Seeking Home… Away From Home
Nine months ago, our family moved from Los Angeles to Albuquerque to be part of Cohousing ABQ before the homes are built.
The move with our two little kids, aged 2 and 5, was rough. There was serious drama with the moving company, and the night we arrived our dog was lost, frightened by the 4th of July fireworks. It was four days before we found our Sophie. Until then we couldn’t really begin to unpack, or breathe out.
And yet, while all the stress was happening, I noticed something. Although we hardly knew Albuquerque at all, we weren’t strangers here.
When we lost Sophie, our cohousing friends helped search the neighborhood and put up fliers.
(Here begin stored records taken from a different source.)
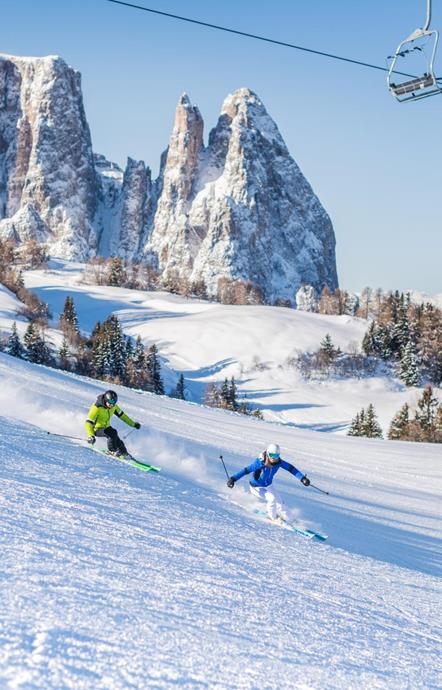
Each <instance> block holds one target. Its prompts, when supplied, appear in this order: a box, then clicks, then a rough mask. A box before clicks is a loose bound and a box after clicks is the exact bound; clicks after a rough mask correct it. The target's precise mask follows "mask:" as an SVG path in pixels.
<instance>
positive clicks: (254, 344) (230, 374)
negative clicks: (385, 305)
mask: <svg viewBox="0 0 442 690" xmlns="http://www.w3.org/2000/svg"><path fill="white" fill-rule="evenodd" d="M81 276H82V266H81V265H80V264H73V263H66V262H57V261H54V262H51V270H49V271H32V272H29V273H27V274H26V275H25V281H26V286H27V287H29V288H30V289H32V290H35V292H36V293H37V294H38V295H39V296H40V297H41V298H42V299H43V300H44V301H45V302H48V303H49V306H50V307H51V310H52V312H53V314H54V318H55V320H56V319H57V318H58V314H59V313H60V311H62V309H63V304H64V300H65V298H66V295H68V294H69V295H72V296H73V298H74V301H75V304H76V306H77V311H78V316H79V322H80V327H81V328H82V329H83V330H84V331H87V332H90V331H91V330H92V328H93V327H94V325H95V323H96V322H97V321H103V320H104V319H105V318H106V317H107V316H109V315H110V313H111V312H114V313H115V314H117V315H118V318H119V319H120V320H121V322H122V325H123V328H124V330H125V332H126V333H127V334H129V335H132V336H136V335H141V337H142V338H143V340H144V341H145V343H146V344H151V343H152V342H155V343H156V344H157V345H158V348H159V351H160V354H161V356H162V357H163V360H164V361H165V364H166V365H167V366H166V368H165V369H164V375H165V382H166V390H169V389H170V388H172V387H173V386H174V385H175V384H176V375H174V374H173V372H172V373H171V372H170V369H172V370H174V371H175V372H178V373H180V372H182V373H183V374H184V377H185V379H186V385H187V387H188V395H189V398H190V399H191V400H193V401H195V402H200V401H201V399H202V397H203V395H204V391H205V388H206V386H207V384H208V383H209V382H217V383H219V382H222V381H223V380H224V378H225V377H226V376H227V377H231V376H234V377H235V379H236V381H237V383H238V387H239V392H240V394H243V395H246V396H247V400H248V402H250V403H251V404H253V405H254V406H256V407H259V408H261V409H262V410H263V411H264V416H265V418H266V419H267V420H271V421H280V422H283V423H286V424H287V423H289V424H294V425H296V426H299V427H305V428H310V429H316V430H319V431H333V432H338V433H339V432H340V433H346V430H347V428H348V425H349V423H350V421H351V419H352V418H353V417H354V415H355V414H356V412H359V410H360V409H361V408H362V407H366V406H367V405H368V404H369V403H373V404H374V405H375V407H376V411H377V413H378V414H379V418H380V422H381V424H382V426H383V428H384V431H387V430H388V426H389V424H390V421H391V419H392V417H393V416H394V414H395V413H396V412H397V411H398V410H399V408H400V407H401V406H402V405H403V404H404V402H408V403H409V404H410V405H411V406H414V405H415V403H416V401H417V399H418V397H419V395H420V391H419V389H416V388H411V389H410V388H406V387H405V386H404V385H403V384H401V383H400V382H399V381H397V380H394V379H391V378H389V377H386V376H374V377H371V378H363V379H360V380H358V379H345V380H333V379H332V380H330V381H322V382H318V381H314V382H308V381H305V380H304V379H303V378H302V377H301V376H300V374H299V373H298V371H297V370H296V369H294V368H293V367H292V366H289V365H288V364H287V361H288V360H289V359H290V358H291V357H293V356H294V355H296V354H297V353H298V352H303V351H308V350H310V351H314V350H316V349H317V348H318V347H319V344H320V342H321V340H322V339H323V338H324V336H325V335H326V334H327V333H330V334H331V337H332V339H333V342H334V343H335V345H337V346H339V347H340V348H341V349H342V350H344V351H348V349H349V347H350V346H352V345H356V346H360V344H361V341H362V337H363V335H364V333H365V331H366V329H367V322H366V321H364V320H362V319H356V318H353V317H350V316H323V315H319V314H310V313H306V312H299V311H296V310H293V309H286V308H278V307H262V306H258V307H253V306H227V305H222V304H218V303H214V302H206V301H202V300H195V299H186V298H184V297H179V296H177V295H171V294H169V293H159V292H150V293H148V292H141V291H137V290H125V289H122V288H111V287H98V286H91V285H85V284H84V283H82V282H81Z"/></svg>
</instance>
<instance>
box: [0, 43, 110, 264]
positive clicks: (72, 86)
mask: <svg viewBox="0 0 442 690" xmlns="http://www.w3.org/2000/svg"><path fill="white" fill-rule="evenodd" d="M96 202H97V179H96V172H95V168H94V163H93V156H92V146H91V139H90V133H89V127H88V124H87V121H86V117H85V114H84V109H83V99H82V94H81V83H80V74H79V73H78V72H75V71H74V70H73V69H72V68H70V67H68V65H67V64H66V63H65V62H64V61H63V60H62V59H61V58H59V57H53V56H51V57H46V58H32V59H24V58H23V59H22V58H16V57H9V56H4V55H3V56H0V233H1V234H2V235H6V236H14V235H15V237H16V239H19V240H23V239H27V238H28V237H29V236H34V237H35V238H36V239H37V240H39V241H45V242H47V243H48V245H49V247H50V250H51V251H52V252H53V253H54V254H58V255H60V256H64V257H67V258H80V257H81V258H83V257H85V256H86V255H87V254H88V253H89V249H90V248H92V249H94V247H95V246H96V240H95V236H94V231H93V225H92V223H93V218H94V214H95V209H96ZM2 219H6V220H2ZM26 219H29V220H30V222H29V223H28V222H27V220H26Z"/></svg>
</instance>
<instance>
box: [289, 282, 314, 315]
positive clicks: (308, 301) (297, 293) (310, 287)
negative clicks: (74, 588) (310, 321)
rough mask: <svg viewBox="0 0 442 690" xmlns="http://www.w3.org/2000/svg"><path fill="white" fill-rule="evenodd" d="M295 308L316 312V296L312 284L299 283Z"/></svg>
mask: <svg viewBox="0 0 442 690" xmlns="http://www.w3.org/2000/svg"><path fill="white" fill-rule="evenodd" d="M295 299H296V308H297V309H298V310H299V311H308V312H311V313H316V312H317V311H318V298H317V296H316V290H315V288H314V287H313V286H312V285H301V287H300V288H299V290H298V291H297V293H296V297H295Z"/></svg>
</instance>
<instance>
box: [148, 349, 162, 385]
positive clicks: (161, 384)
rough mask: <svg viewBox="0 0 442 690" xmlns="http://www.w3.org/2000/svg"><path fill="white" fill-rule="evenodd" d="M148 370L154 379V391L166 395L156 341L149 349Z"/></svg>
mask: <svg viewBox="0 0 442 690" xmlns="http://www.w3.org/2000/svg"><path fill="white" fill-rule="evenodd" d="M147 371H148V372H149V375H150V380H151V381H152V386H153V392H154V393H156V394H157V395H164V384H163V379H162V378H161V364H160V360H159V358H158V348H157V346H156V345H155V343H154V344H153V345H151V346H150V348H149V351H148V355H147Z"/></svg>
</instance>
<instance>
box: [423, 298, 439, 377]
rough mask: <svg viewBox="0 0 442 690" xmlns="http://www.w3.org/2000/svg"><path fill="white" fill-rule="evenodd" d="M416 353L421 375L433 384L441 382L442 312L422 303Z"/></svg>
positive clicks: (430, 306) (435, 307)
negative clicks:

We had surprise visits, fresh baked bread and warm hugs. Friends who we’d only met on Zoom stopped by to read books and dry apples with our kids, and to take our family on adventurous hikes in the rain. We had backyard trampolines and pools opened to us, and home-cooked meals and more hugs.
We had moved to a place where our roots preceded us. It was a unique and surreal experience. Because amidst the chaos of unpacked boxes in an unfamiliar place, I felt the promise of community, care—and home.
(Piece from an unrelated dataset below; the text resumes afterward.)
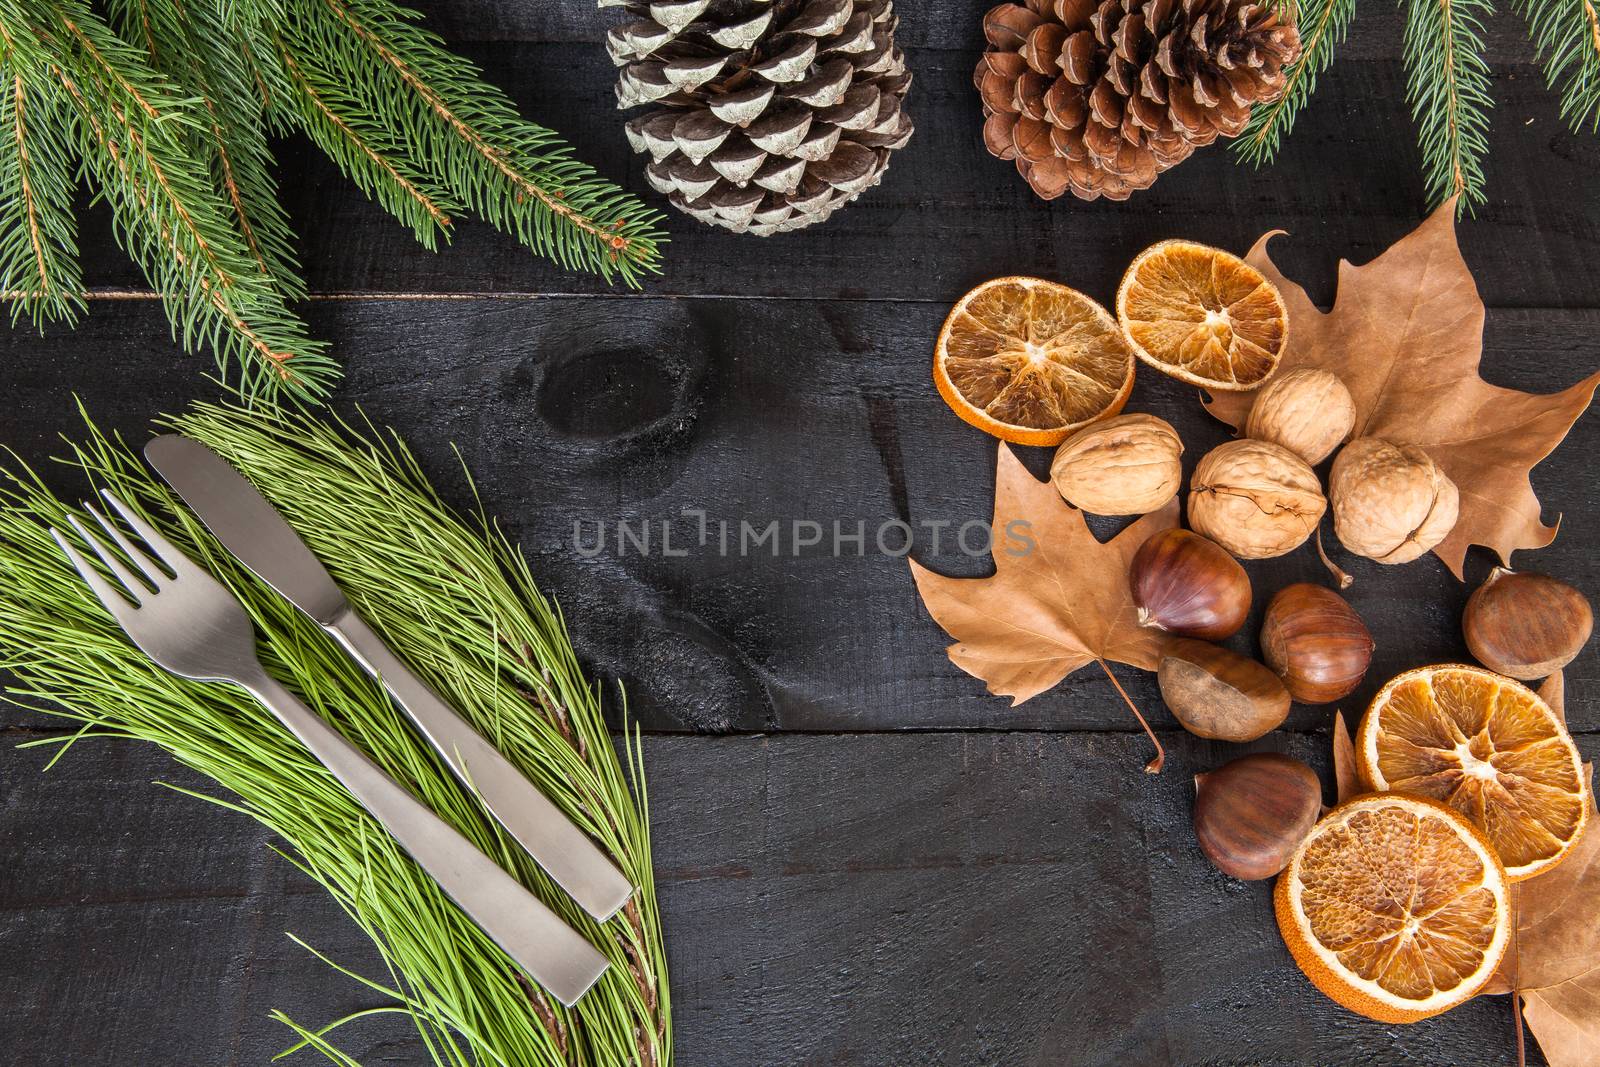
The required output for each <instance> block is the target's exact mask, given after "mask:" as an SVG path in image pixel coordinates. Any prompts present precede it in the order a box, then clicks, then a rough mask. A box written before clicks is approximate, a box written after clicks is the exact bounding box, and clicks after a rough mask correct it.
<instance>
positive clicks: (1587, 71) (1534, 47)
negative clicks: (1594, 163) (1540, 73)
mask: <svg viewBox="0 0 1600 1067" xmlns="http://www.w3.org/2000/svg"><path fill="white" fill-rule="evenodd" d="M1514 3H1515V6H1517V10H1518V11H1522V14H1523V18H1525V19H1528V35H1530V37H1531V38H1533V45H1534V48H1536V50H1538V56H1539V61H1541V62H1542V64H1544V80H1546V82H1547V83H1549V85H1550V88H1552V90H1555V91H1557V93H1560V96H1562V118H1563V120H1565V122H1566V123H1568V125H1570V126H1571V128H1573V130H1574V131H1579V133H1581V131H1582V130H1584V126H1587V128H1589V133H1595V131H1597V130H1600V8H1597V2H1595V0H1514Z"/></svg>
As a young adult, I moved often and by choice. Bouncing off landscapes and cultures different from my own was a way of stretching myself into the person I wanted to become. But when I started a family, a new phase of life began. I knew I wanted roots.
We began growing them in L.A., my hometown. We found the friendliest neighborhood in town and made some really good friends. I joined the neighborhood council and our local buy-nothing group. I created a block club.
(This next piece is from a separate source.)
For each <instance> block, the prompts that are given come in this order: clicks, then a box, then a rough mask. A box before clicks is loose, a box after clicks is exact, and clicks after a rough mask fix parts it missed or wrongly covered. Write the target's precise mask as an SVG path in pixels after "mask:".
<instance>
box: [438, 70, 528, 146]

And yet, after five and a half years, something was missing. So much time and energy went into planning and organizing. Everybody was so busy, neighbors moved often, and nobody sent their kids out to play.
After all that time and energy putting down roots, I didn’t really feel rooted.
When, in a podcast, I heard someone talking about what parenting was like in a cohousing community, I knew immediately that was what I wanted. Several common meals a week that you don’t have to plan. Relationships with people of all generations that deepen through working and playing together and through shared meals. Children who have the freedom to roam outside, play in unstructured, creative ways, and form meaningful relationships with other adults.
We began our search, looking for a cohousing community in a diverse town, with great access to nature and a good number of kids, and with homes available or construction starting soon.
That’s how we found Cohousing ABQ. We attended an info session, got to know the community and visited Albuquerque to see the land and meet our new friends in person. After that visit we understood that we had found our community, and with it, a way of life more in line with our values.
From vision to reality
The move to Albuquerque was unlike any move I’d made before. I mourned the warm home we’d made in L.A., the Friday night dinners with friends, and the neighbors who let my 2-year-old water their plants (inevitably getting the porch and porch furniture very wet). But the promise of even deeper roots gave us the courage to make that leap.
Soon, we’ll be 27 households committed to community, deeply invested in the place we’ll all call home. We’ll play in the river just beyond our doorsteps and make our homes in the buildings we’ve envisioned and are working so hard to make a reality.
Even now, in our temporary home across town from the site of our future neighborhood, I feel the community humming around us. Welcoming us, sharing their hope, their laughter and their bread.
After nine short months, Albuquerque has become home. I love watching the seasons change—the monsoon rains of summer, the cottonwood forests turning golden in fall, the occasional, exciting snowfall in winter. Just now, green is peeking out again and the days are warming. I love hiking through the varied landscapes, watching this new sky that seems to speak in shifting moods and everlasting truths. I love the people I’ve met here and the fact that there are good places to dance and eat and read a book.
In their nature-preschool, my kids slide down sandhills, play in rivers and explore the Sandia Mountains. And in a year’s time, they’ll have our community by the river to roam.